Accounts Payable Due to Related Party

As of December 31, 2022 and 2021, $16 million and $27 million, respectively, was due to related parties primarily related to the agreements mentioned above, and is included in accounts payable and accrued liabilities in the accompanying consolidated balance sheets.

Contributions of Class A Common Stock From Ernest Garcia III

On January 5, 2022, in recognition of the Company selling its 1 millionth vehicle in the fourth quarter of 2021, the Company's CEO, Ernest Garcia III ("Mr. Garcia"), committed to giving then-current employees 23 shares of Class A common stock from his personal shareholdings once employees reach their two-year employment anniversary ("CEO Milestone Gift" or "Gift"). As a result and during the three months ended March 31, 2022, the Company granted 23 restricted stock units ("RSUs") to each current employee, which vest after they complete their second year of employment, for a total of 435,035 RSUs granted during the period. For every gift that vests, and pursuant to a contribution agreement (the "Contribution Agreement") entered into by and between the Company and Mr. Garcia on February 22, 2022, Mr. Garcia contributes to the Company, at the end of each fiscal quarter, the number of shares of Class A common stock, granted pursuant to the CEO Milestone Gift, that have vested during such quarter.
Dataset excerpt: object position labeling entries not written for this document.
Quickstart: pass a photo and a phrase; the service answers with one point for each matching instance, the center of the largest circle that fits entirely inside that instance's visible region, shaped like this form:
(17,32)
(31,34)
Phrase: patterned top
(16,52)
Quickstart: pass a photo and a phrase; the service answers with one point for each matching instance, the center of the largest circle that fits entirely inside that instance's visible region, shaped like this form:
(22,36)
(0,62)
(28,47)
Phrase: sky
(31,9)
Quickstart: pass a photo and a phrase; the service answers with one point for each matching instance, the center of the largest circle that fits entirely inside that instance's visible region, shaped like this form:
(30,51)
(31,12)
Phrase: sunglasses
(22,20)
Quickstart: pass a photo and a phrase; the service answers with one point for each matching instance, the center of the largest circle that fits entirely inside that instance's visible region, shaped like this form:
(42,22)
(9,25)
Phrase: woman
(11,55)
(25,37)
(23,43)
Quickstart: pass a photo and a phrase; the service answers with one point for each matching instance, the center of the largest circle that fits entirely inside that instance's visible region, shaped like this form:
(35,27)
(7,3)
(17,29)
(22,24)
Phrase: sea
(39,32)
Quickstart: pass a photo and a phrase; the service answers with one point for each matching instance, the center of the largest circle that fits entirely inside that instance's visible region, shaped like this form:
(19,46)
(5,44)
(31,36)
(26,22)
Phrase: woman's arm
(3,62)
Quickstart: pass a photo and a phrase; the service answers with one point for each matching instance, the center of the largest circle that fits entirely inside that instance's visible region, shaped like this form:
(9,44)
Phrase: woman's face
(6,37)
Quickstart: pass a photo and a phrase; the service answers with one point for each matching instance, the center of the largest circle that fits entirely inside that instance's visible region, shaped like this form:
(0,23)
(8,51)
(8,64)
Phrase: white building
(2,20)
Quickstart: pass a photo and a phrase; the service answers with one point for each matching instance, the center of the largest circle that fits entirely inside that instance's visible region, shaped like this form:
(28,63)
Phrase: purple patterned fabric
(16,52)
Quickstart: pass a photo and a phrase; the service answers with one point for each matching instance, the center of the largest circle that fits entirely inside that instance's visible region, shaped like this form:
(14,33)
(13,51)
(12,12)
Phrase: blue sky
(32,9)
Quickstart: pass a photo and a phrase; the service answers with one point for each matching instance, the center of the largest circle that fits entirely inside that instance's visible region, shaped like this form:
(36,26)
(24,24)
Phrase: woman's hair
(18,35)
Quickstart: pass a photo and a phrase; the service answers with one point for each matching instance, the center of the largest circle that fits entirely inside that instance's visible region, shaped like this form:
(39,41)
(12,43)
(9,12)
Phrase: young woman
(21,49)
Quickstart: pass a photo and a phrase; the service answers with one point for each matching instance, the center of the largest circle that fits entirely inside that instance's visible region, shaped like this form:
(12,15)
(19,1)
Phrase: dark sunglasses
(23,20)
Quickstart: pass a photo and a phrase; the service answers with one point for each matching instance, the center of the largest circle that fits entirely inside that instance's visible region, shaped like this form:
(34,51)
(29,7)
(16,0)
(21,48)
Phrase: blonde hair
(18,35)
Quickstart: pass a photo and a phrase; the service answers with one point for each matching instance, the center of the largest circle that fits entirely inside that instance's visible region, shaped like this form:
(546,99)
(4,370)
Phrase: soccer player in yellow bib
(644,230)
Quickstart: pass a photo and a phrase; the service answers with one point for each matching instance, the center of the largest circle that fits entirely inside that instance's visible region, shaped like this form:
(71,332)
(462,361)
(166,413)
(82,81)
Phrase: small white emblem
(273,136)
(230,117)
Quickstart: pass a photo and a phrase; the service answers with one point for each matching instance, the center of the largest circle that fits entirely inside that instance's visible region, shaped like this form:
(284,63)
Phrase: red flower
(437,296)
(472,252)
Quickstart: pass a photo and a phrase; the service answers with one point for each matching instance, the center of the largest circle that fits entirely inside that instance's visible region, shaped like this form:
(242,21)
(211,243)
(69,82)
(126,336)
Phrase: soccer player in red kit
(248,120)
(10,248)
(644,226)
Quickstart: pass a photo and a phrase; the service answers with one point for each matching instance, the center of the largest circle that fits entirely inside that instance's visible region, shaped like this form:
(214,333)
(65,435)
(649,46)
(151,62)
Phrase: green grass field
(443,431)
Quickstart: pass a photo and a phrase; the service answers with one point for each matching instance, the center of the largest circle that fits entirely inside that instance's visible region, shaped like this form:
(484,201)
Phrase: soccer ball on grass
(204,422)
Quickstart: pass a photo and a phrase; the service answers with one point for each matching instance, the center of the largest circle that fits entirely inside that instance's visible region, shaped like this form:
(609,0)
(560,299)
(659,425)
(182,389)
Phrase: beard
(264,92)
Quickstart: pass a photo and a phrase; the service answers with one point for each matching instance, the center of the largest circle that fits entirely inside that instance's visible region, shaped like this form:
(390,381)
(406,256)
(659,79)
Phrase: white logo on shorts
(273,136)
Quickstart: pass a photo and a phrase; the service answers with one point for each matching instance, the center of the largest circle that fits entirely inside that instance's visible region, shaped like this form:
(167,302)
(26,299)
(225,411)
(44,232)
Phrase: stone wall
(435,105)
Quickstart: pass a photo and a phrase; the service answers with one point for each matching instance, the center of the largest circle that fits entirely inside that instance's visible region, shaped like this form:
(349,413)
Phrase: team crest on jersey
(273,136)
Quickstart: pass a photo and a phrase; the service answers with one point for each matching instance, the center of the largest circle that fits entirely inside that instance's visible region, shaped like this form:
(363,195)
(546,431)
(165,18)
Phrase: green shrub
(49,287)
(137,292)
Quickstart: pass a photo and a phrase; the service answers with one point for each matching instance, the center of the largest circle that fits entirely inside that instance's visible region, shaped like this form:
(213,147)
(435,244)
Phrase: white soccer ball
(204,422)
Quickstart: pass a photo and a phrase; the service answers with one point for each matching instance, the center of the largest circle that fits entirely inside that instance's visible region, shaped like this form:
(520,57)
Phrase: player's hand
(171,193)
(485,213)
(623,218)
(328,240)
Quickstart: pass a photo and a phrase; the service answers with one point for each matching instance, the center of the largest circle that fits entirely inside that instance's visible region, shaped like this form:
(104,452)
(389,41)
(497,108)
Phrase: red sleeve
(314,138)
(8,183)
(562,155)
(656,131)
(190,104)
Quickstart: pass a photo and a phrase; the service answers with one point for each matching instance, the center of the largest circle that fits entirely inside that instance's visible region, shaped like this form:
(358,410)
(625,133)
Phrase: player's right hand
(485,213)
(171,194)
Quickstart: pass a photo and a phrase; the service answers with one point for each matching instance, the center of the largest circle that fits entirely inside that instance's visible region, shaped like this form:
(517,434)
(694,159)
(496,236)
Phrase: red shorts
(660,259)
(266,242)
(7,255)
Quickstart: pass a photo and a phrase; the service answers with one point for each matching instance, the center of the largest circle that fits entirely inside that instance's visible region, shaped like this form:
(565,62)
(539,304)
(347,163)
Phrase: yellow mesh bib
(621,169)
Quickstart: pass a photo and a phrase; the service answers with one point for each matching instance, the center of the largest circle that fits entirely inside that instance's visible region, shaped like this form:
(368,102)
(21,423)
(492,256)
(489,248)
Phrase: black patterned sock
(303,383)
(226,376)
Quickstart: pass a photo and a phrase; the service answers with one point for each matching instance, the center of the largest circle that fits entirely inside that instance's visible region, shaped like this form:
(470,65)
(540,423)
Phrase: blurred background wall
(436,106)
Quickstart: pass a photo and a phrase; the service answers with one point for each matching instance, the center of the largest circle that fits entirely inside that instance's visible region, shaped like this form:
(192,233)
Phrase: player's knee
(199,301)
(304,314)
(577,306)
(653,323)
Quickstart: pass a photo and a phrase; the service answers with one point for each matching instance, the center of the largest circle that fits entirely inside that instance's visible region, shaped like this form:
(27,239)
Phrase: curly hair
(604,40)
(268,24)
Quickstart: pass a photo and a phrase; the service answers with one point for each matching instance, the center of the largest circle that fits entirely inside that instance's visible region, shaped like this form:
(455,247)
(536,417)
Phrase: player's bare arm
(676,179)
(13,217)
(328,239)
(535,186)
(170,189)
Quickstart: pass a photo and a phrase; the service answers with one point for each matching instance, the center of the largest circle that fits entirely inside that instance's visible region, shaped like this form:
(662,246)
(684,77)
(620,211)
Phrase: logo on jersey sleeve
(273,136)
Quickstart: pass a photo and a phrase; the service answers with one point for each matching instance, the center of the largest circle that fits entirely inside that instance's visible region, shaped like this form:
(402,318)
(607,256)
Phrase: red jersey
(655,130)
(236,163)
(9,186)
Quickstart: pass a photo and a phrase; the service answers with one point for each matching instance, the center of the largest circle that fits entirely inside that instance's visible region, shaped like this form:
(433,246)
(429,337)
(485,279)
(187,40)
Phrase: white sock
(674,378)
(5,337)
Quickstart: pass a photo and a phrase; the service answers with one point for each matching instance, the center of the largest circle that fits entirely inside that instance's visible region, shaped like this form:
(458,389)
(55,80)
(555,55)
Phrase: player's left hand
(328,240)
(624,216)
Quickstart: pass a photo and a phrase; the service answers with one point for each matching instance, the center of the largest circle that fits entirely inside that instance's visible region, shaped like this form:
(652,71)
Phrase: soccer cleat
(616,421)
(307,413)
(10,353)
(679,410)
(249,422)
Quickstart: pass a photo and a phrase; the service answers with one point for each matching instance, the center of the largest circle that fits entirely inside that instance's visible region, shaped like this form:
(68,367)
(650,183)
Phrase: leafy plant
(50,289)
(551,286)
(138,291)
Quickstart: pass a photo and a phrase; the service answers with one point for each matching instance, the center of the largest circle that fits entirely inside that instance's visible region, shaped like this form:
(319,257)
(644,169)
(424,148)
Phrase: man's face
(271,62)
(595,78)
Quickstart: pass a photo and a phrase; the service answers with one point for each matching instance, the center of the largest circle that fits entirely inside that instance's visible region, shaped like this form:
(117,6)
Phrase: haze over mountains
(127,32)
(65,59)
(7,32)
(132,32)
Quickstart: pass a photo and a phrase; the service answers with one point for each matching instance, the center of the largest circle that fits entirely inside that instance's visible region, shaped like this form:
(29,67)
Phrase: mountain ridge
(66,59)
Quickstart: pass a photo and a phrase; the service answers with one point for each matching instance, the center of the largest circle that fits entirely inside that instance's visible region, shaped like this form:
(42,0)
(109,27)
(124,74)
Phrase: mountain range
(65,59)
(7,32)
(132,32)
The shares contributed shall be shares of Class A common stock that Mr. Garcia individually owns, at no charge. The contribution is intended to fund RSU awards to certain employees of the Company upon their satisfying the applicable employment tenure requirements. During the year ended December 31, 2022, 128,133 RSUs vested and were contributed by Mr. Garcia. Although the Company does not expect Mr. Garcia to incur any tax obligations related to the contribution, the Company has agreed to indemnify Mr. Garcia from any such obligations that may arise.